When I started to write this blog my intention was to write about my journey as a performer and the trials and triumphs that come along with that. But I realized that I can't only focus on performing because my life is not only about my career (although sometimes it feels like it). So from time to time, I think I will focus a bit on my personal life and how it gets affected because of the career path I have chosen. A friend of mine recently had a baby and she is thrilled beyond belief, and I’m not gonna lie, there were a few times I felt my uterus tug...and then I snapped back into my reality.
See I’m at a point in my life where many other people have gotten married and are having kids. They have done the things you're “supposed to do” at my age (and they love it). In fact, many of my closest friends are either having babies, getting married or actively searching for a husband (don’t get me started on that one, lol), while I am searching for my next acting job. I’m not at that place now, and there is a tiny part of me that feels like I might be missing out. When I was sixteen and I thought about what my life would be like at this age now, I can honestly tell you, it was a hell of a lot different than the life I’m living. Is that a bad thing?

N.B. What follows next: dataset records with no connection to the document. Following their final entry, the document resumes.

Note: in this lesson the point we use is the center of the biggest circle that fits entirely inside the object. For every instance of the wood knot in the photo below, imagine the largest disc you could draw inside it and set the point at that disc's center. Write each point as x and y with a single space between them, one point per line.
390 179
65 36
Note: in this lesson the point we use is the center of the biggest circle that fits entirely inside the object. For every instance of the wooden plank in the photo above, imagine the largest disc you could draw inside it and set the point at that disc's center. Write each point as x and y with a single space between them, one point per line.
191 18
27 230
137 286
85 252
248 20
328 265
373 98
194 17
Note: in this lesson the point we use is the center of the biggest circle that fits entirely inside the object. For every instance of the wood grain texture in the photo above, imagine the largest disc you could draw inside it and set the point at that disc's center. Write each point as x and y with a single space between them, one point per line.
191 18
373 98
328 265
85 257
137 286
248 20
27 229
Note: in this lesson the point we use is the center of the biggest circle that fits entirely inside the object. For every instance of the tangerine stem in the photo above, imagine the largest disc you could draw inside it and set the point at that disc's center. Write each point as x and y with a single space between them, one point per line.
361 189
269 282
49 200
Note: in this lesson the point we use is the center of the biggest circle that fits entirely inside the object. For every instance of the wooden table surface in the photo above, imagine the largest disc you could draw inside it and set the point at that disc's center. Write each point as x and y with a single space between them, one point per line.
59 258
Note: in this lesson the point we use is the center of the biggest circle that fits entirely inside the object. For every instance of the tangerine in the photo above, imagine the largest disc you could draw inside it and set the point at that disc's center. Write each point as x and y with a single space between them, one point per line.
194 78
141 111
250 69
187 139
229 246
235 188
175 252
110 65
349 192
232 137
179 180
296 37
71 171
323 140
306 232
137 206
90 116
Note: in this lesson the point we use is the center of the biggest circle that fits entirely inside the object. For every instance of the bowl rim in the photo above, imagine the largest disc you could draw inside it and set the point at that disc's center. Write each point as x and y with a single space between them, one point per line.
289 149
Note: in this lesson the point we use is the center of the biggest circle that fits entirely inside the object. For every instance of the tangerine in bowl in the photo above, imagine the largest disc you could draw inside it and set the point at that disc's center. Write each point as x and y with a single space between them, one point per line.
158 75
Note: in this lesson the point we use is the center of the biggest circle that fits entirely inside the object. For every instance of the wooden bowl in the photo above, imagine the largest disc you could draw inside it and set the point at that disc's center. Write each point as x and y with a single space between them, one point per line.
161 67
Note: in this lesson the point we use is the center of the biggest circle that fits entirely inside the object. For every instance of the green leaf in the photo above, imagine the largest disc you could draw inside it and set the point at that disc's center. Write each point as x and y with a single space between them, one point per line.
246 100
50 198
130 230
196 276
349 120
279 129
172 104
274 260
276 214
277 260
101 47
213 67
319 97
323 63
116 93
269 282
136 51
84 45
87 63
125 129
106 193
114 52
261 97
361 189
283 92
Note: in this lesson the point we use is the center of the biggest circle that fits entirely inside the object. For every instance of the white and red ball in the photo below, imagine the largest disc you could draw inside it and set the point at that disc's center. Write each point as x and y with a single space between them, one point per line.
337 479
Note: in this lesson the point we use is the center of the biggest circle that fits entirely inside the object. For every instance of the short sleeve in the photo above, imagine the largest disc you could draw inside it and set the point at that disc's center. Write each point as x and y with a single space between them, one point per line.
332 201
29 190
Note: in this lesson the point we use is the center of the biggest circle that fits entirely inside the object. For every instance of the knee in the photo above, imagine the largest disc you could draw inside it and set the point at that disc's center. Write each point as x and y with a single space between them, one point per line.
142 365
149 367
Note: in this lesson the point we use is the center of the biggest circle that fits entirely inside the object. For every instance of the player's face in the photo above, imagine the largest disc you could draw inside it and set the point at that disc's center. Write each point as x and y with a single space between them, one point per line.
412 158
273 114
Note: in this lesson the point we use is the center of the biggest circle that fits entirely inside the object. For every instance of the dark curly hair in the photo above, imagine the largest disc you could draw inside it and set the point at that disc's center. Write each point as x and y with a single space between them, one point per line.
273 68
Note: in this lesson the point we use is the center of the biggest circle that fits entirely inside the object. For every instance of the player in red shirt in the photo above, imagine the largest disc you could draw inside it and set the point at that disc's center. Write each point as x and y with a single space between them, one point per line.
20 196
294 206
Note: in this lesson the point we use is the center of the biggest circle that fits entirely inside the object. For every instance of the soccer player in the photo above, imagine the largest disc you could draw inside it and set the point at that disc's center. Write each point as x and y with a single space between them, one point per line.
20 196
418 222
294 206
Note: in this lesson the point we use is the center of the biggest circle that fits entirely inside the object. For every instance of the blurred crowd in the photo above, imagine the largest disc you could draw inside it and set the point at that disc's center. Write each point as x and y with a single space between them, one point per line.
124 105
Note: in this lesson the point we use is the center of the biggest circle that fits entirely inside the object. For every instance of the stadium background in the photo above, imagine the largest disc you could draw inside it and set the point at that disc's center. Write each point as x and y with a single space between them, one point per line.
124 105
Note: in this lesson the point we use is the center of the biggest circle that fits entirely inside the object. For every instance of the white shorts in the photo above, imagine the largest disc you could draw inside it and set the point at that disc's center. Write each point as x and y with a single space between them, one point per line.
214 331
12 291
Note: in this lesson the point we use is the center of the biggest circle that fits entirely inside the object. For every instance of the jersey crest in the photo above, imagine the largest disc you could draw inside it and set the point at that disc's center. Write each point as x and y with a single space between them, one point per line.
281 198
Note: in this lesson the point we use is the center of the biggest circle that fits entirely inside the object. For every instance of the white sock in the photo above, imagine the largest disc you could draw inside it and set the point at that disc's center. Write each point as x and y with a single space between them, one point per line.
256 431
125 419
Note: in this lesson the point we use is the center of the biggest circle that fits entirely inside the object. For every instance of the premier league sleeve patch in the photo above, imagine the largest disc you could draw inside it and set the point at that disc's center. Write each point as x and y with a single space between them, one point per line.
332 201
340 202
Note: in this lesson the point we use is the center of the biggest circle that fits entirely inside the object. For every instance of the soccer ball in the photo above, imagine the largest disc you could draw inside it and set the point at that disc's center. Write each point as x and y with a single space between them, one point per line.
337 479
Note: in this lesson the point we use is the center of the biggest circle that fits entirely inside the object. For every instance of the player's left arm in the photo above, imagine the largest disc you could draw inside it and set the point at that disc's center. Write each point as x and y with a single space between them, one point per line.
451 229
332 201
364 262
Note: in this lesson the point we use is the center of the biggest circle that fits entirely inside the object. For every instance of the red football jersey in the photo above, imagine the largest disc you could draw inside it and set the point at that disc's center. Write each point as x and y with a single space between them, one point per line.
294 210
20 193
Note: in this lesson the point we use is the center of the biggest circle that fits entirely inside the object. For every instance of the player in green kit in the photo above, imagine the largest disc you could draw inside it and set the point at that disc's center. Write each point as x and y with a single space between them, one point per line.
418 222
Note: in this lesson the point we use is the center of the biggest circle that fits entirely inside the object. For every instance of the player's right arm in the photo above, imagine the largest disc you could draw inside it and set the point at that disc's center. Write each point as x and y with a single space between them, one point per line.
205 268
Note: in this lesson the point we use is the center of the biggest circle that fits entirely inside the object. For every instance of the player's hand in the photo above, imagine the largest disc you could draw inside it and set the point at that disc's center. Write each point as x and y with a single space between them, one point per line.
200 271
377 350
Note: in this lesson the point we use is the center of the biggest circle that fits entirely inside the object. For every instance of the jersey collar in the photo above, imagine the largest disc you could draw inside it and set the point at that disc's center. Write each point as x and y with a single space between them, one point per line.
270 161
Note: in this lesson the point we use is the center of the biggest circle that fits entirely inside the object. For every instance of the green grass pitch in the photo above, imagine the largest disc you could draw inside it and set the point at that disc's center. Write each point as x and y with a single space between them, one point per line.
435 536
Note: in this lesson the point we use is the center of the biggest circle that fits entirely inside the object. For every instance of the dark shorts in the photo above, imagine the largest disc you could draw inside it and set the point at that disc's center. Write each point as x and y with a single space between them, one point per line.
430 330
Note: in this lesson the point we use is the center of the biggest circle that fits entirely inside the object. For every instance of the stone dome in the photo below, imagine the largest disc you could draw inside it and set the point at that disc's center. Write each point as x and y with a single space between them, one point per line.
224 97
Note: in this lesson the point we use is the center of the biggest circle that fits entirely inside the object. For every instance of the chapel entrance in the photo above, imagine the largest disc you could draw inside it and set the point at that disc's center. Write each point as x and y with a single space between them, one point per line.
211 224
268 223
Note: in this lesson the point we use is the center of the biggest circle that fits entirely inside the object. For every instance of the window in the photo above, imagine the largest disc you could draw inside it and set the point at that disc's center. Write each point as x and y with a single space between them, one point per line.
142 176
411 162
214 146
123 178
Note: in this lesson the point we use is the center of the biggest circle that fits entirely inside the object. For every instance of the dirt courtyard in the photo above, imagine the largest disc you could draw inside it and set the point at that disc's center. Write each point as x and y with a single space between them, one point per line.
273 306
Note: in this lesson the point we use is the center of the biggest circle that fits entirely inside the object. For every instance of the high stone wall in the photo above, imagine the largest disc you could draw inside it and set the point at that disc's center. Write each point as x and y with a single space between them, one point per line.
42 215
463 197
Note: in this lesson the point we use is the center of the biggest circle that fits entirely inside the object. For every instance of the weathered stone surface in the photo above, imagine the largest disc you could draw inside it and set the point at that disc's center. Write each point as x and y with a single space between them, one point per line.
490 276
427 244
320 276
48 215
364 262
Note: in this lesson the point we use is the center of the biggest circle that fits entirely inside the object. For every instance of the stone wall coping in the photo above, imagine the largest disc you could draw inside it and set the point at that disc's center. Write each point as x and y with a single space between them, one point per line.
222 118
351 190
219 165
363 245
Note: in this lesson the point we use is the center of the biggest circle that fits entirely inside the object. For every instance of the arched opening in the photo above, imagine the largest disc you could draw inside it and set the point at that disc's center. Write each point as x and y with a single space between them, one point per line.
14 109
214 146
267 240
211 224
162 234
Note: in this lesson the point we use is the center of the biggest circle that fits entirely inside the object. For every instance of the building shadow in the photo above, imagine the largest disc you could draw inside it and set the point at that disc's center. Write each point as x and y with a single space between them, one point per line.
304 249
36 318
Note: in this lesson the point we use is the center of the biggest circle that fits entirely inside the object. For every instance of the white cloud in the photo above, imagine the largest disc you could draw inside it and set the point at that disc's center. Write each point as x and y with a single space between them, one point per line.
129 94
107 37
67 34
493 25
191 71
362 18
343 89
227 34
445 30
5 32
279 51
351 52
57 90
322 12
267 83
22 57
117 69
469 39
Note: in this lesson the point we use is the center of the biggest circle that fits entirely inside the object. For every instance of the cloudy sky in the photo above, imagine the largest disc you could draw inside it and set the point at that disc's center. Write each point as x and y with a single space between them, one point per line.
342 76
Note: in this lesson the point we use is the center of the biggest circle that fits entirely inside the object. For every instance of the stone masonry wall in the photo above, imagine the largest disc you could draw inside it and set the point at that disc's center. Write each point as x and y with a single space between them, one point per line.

Recently, it has come to my attention that I SHOULD be doing these things now: getting married and having kids, making my own family. But should we do things because we SHOULD?!! Or should we figure out what and when is right for us? Should I feel bad that my life is not what society says it should be at this point?? Should I feel like a loser, or less of a woman if my goal at the moment is my career, instead of finding a husband? Do I want all those things, the husband and the family? Yes…I think so. But they aren't in my cards now and I don't want them at the expense of my other dreams. I know everyone makes compromises, but there are some things that I just won’t give up on. Why can't I have it all?!! Why can't I make all my dreams come true??! Wow, I sound like a spoiled brat! Is that wrong?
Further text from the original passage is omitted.